1917 – Film Review
Cast: Dean-Charles Chapman, George MacKay, Mark Strong, Andrew Scott, Richard Madden, Claire Duburcq, Colin Firth, Benedict Cumberbatch
Director: Sam Mendes
Synopsis: In the height of the First World War, two young English soldiers face a race against time in order to prevent a British battalion walking into a deadly enemy trap…
Review: When it comes to war films, filmmakers so often choose World War II, and/or the plethora of amazing human stories that took place during this time period as inspiration. However, for Sam Mendes, his inspiration for telling a story set in the heart of the First World War, came from a much more personal connection. After being inspired by the tales told by his grandfather during his time as a soldier, Mendes chooses World War I as the backdrop for his second foray into war film-making. He takes us straight to the front line, to the year seen by many as the turning point in the Great War, for an exhilarating cinematic experience that you’re unlikely to forget in a hurry.
Two young English soldiers, Privates Blake (Charles-Chapman) and Schofield (MacKay) are given an extremely perilous mission by their commanding officer. Intel has been received that one of their battalions is about to walk into a deadly enemy trap that would annihilate the battalion, and Blake’s brother is among their ranks. Setting off on a seemingly impossible mission, these two young soldiers must venture behind enemy lines and deliver the message calling off the attack, in order to prevent the massacre of his brother’s battalion.
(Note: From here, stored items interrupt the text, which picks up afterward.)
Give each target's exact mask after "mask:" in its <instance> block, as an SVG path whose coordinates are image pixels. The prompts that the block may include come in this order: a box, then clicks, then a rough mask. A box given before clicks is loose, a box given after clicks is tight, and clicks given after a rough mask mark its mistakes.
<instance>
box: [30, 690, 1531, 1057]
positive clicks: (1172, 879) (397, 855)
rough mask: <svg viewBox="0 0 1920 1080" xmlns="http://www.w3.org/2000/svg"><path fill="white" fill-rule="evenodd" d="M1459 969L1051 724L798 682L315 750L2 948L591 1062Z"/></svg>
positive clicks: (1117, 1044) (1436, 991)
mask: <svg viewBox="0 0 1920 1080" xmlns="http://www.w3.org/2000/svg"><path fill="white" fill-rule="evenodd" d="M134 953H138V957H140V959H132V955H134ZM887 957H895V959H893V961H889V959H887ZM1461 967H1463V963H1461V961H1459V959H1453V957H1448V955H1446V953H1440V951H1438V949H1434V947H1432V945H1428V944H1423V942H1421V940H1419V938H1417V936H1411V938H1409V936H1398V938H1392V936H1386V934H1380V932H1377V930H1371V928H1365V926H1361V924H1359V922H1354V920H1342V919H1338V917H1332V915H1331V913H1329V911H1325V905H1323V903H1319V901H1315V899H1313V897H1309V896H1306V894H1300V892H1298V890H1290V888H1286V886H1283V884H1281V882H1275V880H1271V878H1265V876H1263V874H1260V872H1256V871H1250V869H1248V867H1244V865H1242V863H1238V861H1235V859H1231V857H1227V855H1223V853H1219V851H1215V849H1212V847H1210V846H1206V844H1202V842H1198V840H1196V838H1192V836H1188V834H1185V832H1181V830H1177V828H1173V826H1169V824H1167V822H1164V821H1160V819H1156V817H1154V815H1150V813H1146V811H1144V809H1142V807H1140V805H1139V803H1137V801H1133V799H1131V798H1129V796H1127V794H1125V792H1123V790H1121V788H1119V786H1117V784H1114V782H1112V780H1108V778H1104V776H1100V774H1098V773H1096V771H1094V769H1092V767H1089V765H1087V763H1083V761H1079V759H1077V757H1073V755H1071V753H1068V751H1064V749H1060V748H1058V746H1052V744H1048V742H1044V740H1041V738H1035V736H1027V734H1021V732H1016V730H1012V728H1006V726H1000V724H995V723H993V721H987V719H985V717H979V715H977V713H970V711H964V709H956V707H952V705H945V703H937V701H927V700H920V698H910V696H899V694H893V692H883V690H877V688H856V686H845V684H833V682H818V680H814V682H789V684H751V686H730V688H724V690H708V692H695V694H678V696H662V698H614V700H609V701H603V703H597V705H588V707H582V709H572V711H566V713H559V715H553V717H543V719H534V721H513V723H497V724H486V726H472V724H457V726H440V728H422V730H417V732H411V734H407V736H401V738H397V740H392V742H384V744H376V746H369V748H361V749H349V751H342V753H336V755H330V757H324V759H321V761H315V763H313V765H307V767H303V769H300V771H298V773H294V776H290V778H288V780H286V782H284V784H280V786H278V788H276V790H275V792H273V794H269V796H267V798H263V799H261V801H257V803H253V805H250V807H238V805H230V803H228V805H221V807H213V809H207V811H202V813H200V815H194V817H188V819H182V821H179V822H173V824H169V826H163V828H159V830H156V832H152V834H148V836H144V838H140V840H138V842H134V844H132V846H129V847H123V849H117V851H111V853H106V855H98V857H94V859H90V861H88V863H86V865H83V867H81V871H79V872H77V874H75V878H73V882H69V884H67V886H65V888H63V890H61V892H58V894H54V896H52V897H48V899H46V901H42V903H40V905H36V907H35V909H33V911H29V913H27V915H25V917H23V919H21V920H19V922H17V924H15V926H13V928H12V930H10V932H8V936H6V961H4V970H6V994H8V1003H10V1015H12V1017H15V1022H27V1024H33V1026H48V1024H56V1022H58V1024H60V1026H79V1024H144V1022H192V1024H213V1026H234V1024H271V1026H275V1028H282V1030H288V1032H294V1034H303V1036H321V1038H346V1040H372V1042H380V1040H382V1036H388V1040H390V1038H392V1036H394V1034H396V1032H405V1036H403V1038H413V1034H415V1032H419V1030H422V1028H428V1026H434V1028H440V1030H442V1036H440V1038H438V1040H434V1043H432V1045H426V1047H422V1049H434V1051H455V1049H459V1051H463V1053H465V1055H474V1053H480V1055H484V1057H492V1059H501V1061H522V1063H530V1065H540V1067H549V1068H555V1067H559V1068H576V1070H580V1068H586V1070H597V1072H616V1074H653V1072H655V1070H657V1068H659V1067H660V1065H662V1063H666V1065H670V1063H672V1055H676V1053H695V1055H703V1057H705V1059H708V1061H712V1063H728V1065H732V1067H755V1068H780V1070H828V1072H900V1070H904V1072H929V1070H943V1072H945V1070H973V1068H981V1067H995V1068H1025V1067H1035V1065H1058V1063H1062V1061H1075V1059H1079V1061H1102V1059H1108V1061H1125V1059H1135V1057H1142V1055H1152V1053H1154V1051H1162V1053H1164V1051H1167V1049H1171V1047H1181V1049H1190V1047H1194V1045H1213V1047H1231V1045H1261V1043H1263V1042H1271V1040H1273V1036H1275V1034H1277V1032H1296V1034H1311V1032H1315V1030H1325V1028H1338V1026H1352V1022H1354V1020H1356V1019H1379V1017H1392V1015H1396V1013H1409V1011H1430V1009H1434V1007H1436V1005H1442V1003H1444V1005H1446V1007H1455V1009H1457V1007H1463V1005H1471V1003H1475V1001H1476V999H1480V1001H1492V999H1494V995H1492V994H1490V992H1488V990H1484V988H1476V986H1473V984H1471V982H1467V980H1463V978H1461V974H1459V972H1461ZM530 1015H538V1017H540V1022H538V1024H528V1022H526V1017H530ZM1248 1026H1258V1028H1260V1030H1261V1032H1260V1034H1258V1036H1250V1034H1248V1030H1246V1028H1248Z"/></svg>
As the two soldiers whose journey is at the centre of this pulsating story, the performances of Dean-Charles Chapman and George MacKay are phenomenal. The entire film is focused on their journey, meaning that it is all resting on their shoulders and they rise to that challenge in extraordinary fashion. The screenplay by Mendes and Krysty Wilson-Cairns, keeps things focused with military like precision on the two soldiers and their mission, while simultaneously fleshing both of them out to be so much more than just the uniforms they are wearing. The plethora of British acting talent that pop up throughout are welcome presences, but ultimately they are nothing more than extended cameos to drive the plot forward.
With the flawless acting in front of the camera, the work done behind the camera is equally sublime. In the build up to the film’s release, there was considerable promotion of the one shot method that Sam Mendes utilises to tell this story. While this could be a seen as a gimmick, its use here is tremendously effective to fully immerse the audience in this setting, which is likely to be in no small part down to Roger Deakins. After finally grabbing that long overdue Oscar, Deakins continues to be at the peak of his powers as a cinematographer. While Blade Runner 2049 showed him at his visual best, the work that he does in making the continuous tracking shot to be such an effective method of story-telling for this mission proves once again that in terms of cinematographers working today, he is almost second to none.
By all accounts, life in the trenches during WW1 was horrendous. and the work of the production design team to recreate these horrors are jaw-dropping. The sheer amount of meticulous details that are present in these sets is completely astounding, it only helps to add to the increasing suspense of the unfolding mission. Likewise for the sound teams, with every bullet fired and every time a plane flies overhead, you feel every moment of it, capturing the brutality of war with frightening realism. It makes you feel like you’re on that front-line with these men, every step of the way.
After a staggering fourteen Oscar nominations and no win to his name, this has to be the time for Thomas Newman to break his Oscar hoodoo, as his accompanying score is truly breath-taking and befitting of the emotional journey that is being depicted on screen. Mendes and every single member of his crew have pulled off an astonishing, remarkable cinematic triumph. Above all, thank you to Alfred Mendes for telling your stories, that will now live on forever.
From the powerfully emotional performances of its leading men, to the technical mastery behind the camera, 1917 is simply put, one of the finest war films that has ever been put to screen.